In the 1960s and 1970s, Maurice Fievet was back to field work in Africa, this time with his soon-to-be second wife, Monique Dumonté, with whom he authored the book Tesouro Selvagem de Mocambique ( Lisbon, Editions BNU, 1973). It seems that Monique Dumonté worked with the couple Maurice-Jeannette, since she was the sound engineer for their documentary film Francis aux Paradis perdus Carrefour de Savane” (ORTF, 1972).

 

1) At work in the 1960s. 2) With wife Jeannette, date unknown.

 

1) At work in the 1960s. 2) With wife Jeannette, date unknown.

1) At work in the 1960s. 2) With wife Jeannette, date unknown.

 

Yasovarman I atop the sacred mountain” by Maurice Fievet (one of the illustrations in National Geographic, April 1960).

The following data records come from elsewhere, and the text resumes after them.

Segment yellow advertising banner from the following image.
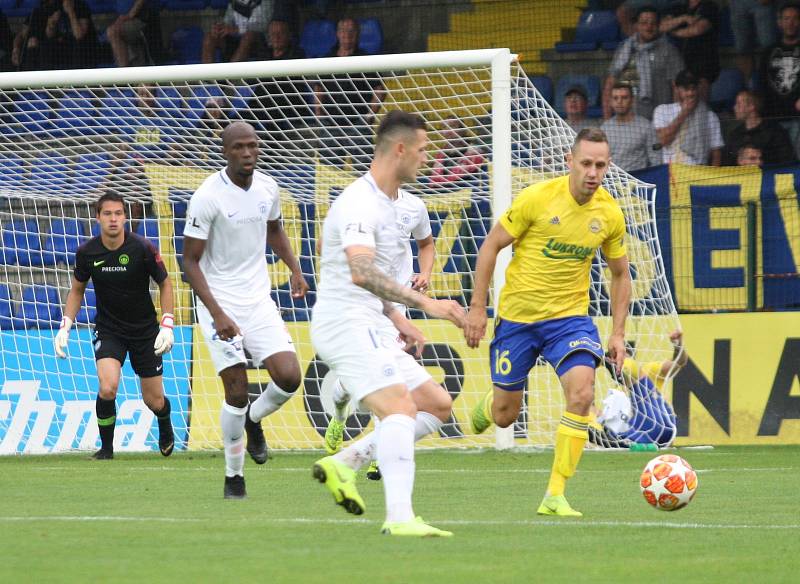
[189,313,800,449]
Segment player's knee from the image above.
[272,368,303,393]
[97,385,117,399]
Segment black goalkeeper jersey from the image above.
[75,232,167,340]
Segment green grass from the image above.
[0,446,800,584]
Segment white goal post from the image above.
[0,49,677,454]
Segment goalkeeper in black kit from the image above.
[55,192,175,460]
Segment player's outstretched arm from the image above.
[345,245,464,328]
[183,235,242,341]
[267,219,308,298]
[464,223,514,349]
[411,235,436,293]
[153,276,175,355]
[53,276,86,359]
[606,256,631,371]
[383,300,425,358]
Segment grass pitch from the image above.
[0,446,800,584]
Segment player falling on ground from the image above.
[55,192,175,460]
[311,111,464,536]
[589,330,689,448]
[325,129,453,480]
[183,122,308,499]
[464,128,631,517]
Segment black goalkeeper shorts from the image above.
[94,329,164,377]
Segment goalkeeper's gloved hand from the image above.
[153,312,175,355]
[53,316,72,359]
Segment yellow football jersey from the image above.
[498,176,625,323]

Yasovarman I atop the sacred mountain” by Maurice Fievet (one of the illustrations in National Geographic, April 1960).

Trivia

  • Emilio Salgari’s La città del Re lebbroso (2018, Landscape Books) has a painting by Fievet as front cover.
  • In Bush Boy, a short possibly shot by Jeannette in the late 1960s, we see the explorer, along with their son and African teens, painting their truck with black stripes in order to quietly approach quietly a herd of zebras in the Serengiti plains (Tanzania). The voice-over comments were read by Maurice in a French-accented English. 
  • M. Bolton, genealogist in Montana, USA, has found the following photo of Maurice Fievet from his young years in Montana.
  • With second wife Monique Dumonté [and Joan Embery, Norman Siderow & Bob Barron], Fievet co-authored Animals of Africa, a VHS video released by Celebrity Home Entertainment in 1987.
  • Cambodian architect Dy Proeung, author of famous small-scale concrete models of Angkorian temples, painted in his later years several renditions of Fievet’s views of Ancient Angkor. 
 

1) A family photo in Montana, Maurice at far left [source: M. Bolton]. 2) The zebra truck, with Fievet and his son on the far right [screenshot from Bush Boy].

 

1) A family photo in Montana, Maurice at far left [source: M. Bolton]. 2) The zebra truck, with Fievet and his son on the far right [screenshot from Bush Boy].

1) A family photo in Montana, Maurice at far left [source: M. Bolton]. 2) The zebra truck, with Fievet and his son on the far right [screenshot from Bush Boy].